Jack: Aren’t you going to fire me now?
Manager: Fire you? I just spent 2 million dollars training you.

Considering Jack Welch is now one of the most successful executives of all time, it is good his manager was able to troubleshoot the aftermath to a problem Jack had worked through on assumption. The point is plain: When we don’t troubleshoot a problem, we go on assumptions. In the email I received this morning, there was an assumption I had files checked out. Rather than test the assumption, work stopped.

Tony Robbins tells a story in his Personal Power program about a suit of armor. As he is walking on stage, every time he moves close to a suit of armor there is feedback. The audience eventually starts screaming at him “it’s the armor”. But he continues to stand near the armor and the feedback eventually goes away. He then moves away and the feedback comes back. Turns out there was a fire on a very close frequency and the messages were interfering with the microphone.

Personally, I think the above story is a myth, as I know the FCC is very careful on doling out bands and it is unlikely a microphone has the same band as emergency services. But this is also an assumption, and proper troubleshooting would have me examining the issue.

The path of least resistance

On Facebook … nay, on the Internet as a whole, a large majority of items are written out of assumptions or biases, and not an examination of the facts. For most people, whether you agree with Obamacare or not is not an exercise in examining the facts completely and then drawing conclusions. Instead, a quick sniff test is done to determine if you feel something smells, and then action is taken.

Let’s take an example. In 2006, the news media reported on the Duke Lacrosse team raping an African American stripper. The case seemed open and shut, as the evidence piled up. Duke University suspended the team and when the lacrosse coach refused to resign, Duke’s president cancelled the rest of the season. The case seemed so open and shut, Nancy Grace (CNN) was suggesting the team should be castrated.

When the assumptions were removed, a completely different story was told. Not only was the evidence thin, much of it was manufactured. The District Attorney, Ray Nifong, was disbarred and thrown in jail for contempt of court.

We can also look at the George Zimmerman case, where the initial wave of “evidence” painted another “open and shut” case. But the “open and shut” case, based on assumptions, began to crumble when it was discovered ABC edited the 911 tape to paint Zimmerman as a racist and carefully choose the video and picture evidence to paint a picture of a man that had no wounds and was the obvious aggressor.

The point here is not to rehash these cases, but to point out that assumptions can lead to incorrect conclusions. Some of these assumptions may lead to dire consequences, while most just result in a less than optimal solution.

Now to the title of the section: The path of least resistance.

When we look at the natural world, things take the path of least resistance. Water tends to travel downhill, eroding the softest soil. Plants find the most optimal path to the sunlight, even if it makes them crooked. Buffalos would rather roar at each other to establish dominance than fight, as the fighting takes precious energy. And humans look for the least amount of effort to produce a result.

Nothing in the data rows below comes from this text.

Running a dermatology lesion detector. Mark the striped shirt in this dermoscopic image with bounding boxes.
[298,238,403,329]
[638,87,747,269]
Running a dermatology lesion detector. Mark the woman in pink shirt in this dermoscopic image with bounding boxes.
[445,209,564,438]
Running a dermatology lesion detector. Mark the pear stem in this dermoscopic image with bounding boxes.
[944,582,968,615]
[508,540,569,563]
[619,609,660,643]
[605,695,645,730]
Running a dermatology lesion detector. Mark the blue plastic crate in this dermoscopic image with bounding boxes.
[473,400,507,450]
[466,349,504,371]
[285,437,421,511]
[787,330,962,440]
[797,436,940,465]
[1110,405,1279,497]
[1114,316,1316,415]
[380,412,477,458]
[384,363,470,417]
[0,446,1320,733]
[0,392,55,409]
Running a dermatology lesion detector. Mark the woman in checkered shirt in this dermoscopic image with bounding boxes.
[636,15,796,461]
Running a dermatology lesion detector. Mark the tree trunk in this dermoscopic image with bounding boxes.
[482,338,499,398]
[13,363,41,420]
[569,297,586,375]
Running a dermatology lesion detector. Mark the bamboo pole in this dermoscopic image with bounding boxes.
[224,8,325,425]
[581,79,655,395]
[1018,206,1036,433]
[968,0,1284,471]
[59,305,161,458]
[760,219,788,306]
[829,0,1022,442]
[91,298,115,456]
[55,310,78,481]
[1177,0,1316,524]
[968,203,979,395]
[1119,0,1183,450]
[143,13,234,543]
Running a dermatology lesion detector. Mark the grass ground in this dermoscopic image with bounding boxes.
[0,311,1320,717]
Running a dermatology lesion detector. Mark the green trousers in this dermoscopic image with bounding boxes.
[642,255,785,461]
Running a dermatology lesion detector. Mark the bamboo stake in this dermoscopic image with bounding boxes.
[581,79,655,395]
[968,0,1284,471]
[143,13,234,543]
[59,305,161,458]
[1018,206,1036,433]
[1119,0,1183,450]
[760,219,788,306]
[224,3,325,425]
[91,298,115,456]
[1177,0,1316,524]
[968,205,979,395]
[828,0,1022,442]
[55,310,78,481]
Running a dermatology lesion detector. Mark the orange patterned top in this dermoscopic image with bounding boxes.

Let’s pop back to Obamacare, or the PPACA (Patient Protection and Affordable Care Act), as it illustrates this point. Pretty much everyone I encounter has an opinion on the subject. In fact, you probably have an opinion. But is the opinion based on assumption? You might be inclined to say no, but have you actually read the bill? If not, then you are working on distillations of the bill, most likely filter through the sites you like to visit on a regular basis. And, more than likely, you have chosen these sites as they tend to fit your own biases.

I am not deriding you on this choice. I only want you to realize this choice is based more on assumptions than troubleshooting. Troubleshooting takes some effort. In most cases, not as much as reading a 900+ page bill (boring) or many more thousands of pages of DHS rules (even more boring). But, by not doing this, your opinion is likely based on incomplete, and perhaps improper, facts.

Answering Questions

I see questions all the time. Inside our organization, I see questions for the Microsoft Center of Excellence (or MSCOE). I have also spent years answering online questions in forums. The general path is:

  1. Person encounters problem
  2. Person assumes solution
  3. Person asks, on the MSCOE list, to help with the assumed solution – In general, the question is “How do I wash a walrus” type of question rather than one with proper background of the actual business problem and any steps (including code) taken to attempt to solve it
  4. Respondent answers how to solve the problem, based on their own assumptions, rather than using troubleshooting skills and asking questions to ensure they understand the problem
  5. Assumed: Person implements solution – While the solution may be inferior, this is also “path of least resistance” and safe. If the solution fails, they have the “expert” to blame for the problem (job security?). If it succeeds, they appear to have the proper troubleshooting skills. And very little effort expended.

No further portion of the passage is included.